An immediate focus on Math can be placed as a provocation, as soon as the students walk in the classroom, settle in, and get out a mini-whiteboard or notebook to attempt a series of weird and engaging math questions they see on the whiteboard:

"Good afternoon students!

Today's numbers are one to six."

What is 6 times 7?

What number is 2,000 less than 18,294?

About how much is 29 cents and 34 cents?

What is one tenth of 500?

Draw a picture of 3/4.

Estimate my weight in pounds.

This type of review will happen daily but with different variations of questions. Daily cumulative review is one of the plethora of ways to extend the scope of a single lesson beyond just that day’s major objective. You can also think about it this way:

Five to eight minutes each day for review, times 180 days, is fifteen hours! That’s about half a college course, or half an hour a week of tutoring for an entire semester.

Again, we encounter the theme of small daily changes lead to big results over time!

#### Students can analyze data in two ways - 1 milk the data by asking questions about it - 2 form answers from the data and see what questions the answers are answering

- This prepares students to not only make sense of data, but to draw conclusions from it and reinforce the skill of forming and answering questions about data sets.
- Steer students away from focusing on the right answer by explicitly instructing them to form their own questions and answers

#### Start with a familiar context, lead to open-ended questions, then talking with peers, and be enthusiastic along the way

- Use the Guinness Book of World Records, something that is popular amongst children, and add an element of your lesson to it. They are more likely to take ownership over their learning, ask their own questions and debate with their peers about whether their math is reasonable when they have a strong attachment to what is being presented.

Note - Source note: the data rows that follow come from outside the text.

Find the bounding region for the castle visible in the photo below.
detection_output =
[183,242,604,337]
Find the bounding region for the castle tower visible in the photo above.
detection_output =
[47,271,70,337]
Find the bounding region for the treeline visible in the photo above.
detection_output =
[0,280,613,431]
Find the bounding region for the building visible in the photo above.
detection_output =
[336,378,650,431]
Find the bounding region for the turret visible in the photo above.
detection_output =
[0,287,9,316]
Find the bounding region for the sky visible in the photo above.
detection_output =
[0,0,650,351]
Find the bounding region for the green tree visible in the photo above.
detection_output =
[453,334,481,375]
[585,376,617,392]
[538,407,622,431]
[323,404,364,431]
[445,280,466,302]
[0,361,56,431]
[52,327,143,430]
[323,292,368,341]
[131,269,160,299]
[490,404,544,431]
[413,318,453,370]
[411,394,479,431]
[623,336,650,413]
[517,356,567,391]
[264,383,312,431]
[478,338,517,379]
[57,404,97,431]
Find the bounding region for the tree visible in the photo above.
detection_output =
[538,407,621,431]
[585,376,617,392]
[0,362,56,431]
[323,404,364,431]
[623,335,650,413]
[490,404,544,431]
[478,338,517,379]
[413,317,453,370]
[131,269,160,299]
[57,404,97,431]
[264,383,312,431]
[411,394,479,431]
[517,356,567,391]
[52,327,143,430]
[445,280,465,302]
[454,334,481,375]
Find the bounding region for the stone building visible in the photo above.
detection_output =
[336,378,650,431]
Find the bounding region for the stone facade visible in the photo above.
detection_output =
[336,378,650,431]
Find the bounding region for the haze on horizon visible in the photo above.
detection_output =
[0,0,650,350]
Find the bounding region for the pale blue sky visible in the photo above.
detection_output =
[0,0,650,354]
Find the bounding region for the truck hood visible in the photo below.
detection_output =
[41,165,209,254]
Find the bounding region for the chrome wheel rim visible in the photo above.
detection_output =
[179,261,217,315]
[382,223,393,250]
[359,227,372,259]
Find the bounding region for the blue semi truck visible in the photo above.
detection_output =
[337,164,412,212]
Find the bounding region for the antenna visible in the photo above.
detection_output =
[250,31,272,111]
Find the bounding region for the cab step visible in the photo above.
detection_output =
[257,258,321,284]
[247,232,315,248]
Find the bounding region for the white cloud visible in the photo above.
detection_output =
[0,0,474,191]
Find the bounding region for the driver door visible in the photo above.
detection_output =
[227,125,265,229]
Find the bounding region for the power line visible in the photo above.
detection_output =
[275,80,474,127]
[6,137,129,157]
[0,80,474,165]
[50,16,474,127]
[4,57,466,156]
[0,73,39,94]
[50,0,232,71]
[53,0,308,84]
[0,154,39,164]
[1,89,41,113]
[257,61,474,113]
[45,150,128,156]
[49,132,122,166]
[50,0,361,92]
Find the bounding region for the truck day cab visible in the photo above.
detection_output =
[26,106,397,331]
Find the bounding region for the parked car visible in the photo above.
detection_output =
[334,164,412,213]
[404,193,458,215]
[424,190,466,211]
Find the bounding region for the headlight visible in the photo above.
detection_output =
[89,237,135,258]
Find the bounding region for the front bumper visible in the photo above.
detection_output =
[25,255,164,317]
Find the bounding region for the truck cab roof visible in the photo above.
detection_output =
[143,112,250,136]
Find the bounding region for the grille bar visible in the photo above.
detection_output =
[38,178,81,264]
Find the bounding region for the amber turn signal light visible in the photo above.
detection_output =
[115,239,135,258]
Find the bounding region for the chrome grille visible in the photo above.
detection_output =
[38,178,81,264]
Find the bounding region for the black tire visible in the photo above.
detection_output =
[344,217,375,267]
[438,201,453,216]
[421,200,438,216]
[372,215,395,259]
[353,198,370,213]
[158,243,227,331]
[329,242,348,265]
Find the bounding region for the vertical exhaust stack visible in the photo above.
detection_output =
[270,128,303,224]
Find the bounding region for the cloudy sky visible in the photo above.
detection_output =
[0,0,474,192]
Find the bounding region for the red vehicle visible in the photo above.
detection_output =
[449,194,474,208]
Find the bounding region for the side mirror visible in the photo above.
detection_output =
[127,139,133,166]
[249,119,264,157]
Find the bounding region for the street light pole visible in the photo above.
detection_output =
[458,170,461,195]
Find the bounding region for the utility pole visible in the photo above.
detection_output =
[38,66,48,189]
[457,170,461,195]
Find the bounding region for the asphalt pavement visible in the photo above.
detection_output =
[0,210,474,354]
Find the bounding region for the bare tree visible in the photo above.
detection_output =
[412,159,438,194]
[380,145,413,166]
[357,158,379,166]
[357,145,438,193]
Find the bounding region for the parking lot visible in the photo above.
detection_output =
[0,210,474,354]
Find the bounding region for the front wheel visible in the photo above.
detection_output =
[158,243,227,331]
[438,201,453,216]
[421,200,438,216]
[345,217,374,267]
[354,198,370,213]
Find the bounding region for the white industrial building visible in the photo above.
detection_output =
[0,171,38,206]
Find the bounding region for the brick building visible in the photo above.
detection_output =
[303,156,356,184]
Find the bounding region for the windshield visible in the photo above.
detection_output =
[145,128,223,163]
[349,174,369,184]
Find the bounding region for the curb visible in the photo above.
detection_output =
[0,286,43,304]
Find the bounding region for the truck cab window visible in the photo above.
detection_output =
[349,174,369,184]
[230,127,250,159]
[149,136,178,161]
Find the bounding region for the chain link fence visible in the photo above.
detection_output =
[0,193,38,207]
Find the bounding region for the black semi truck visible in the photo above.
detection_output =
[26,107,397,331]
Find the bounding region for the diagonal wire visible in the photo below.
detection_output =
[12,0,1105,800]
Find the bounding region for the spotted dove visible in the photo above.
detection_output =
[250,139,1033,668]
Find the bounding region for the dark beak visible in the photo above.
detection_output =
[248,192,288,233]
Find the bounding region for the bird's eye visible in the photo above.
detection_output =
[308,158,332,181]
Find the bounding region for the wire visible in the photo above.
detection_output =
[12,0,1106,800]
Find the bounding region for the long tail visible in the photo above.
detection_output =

#### Simply telling someone how to do something is a short term success

It does not guarantee that they'll be able to reintroduce the same method in new contexts.

#### Script your instructional questions so you don't forget to ask students

Expect some common pitfalls when teaching a specific skill. This also means predicting any questions students may raise and answering them in a timely fashion.

#### Reviewing before the beginning of a new lesson before learning a new skillset hones your overall skillsets, reinforces essential pieces of knowledge that need to be maintained, and allows for pre-diagnoses for gaps in knowledge

- This provides opportunity for a pre-diagnosis.
- You can reinforce skills needed throughout the year. For example, definitions, estimations, facts of numbers, and more.

#### Reverse engineer given answers to work out problem solving strategies

3.14, 3, 6

Students could probably take a look at these three numbers and start to assume it's about some circle. They can come up with a way to solve some imagined problem, like "what is the circumference of a circle with a diameter that is 6".

This is also my favourite strategy of testing students, as it doesn't go to to the answer, but works its way backward to knowing how to make the question.

#### Reflect on each lesson to perfect the lesson next time you teach it

If you've ever had these thoughts,

If only I did this and this at 20 minutes into the lesson

Then you're in luck! You are always going to experiment with your teaching style but you need to document what works and what doesn't and practice putting that into practice. Rinse and repeat!

Keep in mind reminders about vocabulary, connections to other things, common mistakes and misconceptions BEFORE and DURING the lesson

#### Justifying reasons or proposing alternative solutions raises cognitive demand and what the student should value in the solving process than merely just giving an answer

The kinds of questions that support instruction like this include

- Is that reasonable? How do you know?

- Why do we know the answer must be less than ten?

- How do you know that it can’t be negative?

- What makes that a rectangle?

- What assumptions are you making?

- “Why?”

- or “How do you know?”

- or “Can you explain your thinking?”

- “Is that reasonable?” or

- “Convince me that one tenth of 680 is 68?”

#### Distributed practice and ongoing cumulative review is the most effective way to learn a skill that will stick

- Strongly supported by research. Distributed practice is synonymous to "spaced-repetition" which has mountains of evidence supporting that it works.
- It is also evident in classroom observations.
- In most classrooms, it's not common
- Warm-ups are target at skill or concept of day and not past stuff... oh no!
- homework focuses on the content given that day and doesn't incorproate previous concepts ... oh no! We don't want to practice one skill one time and forget about it forever!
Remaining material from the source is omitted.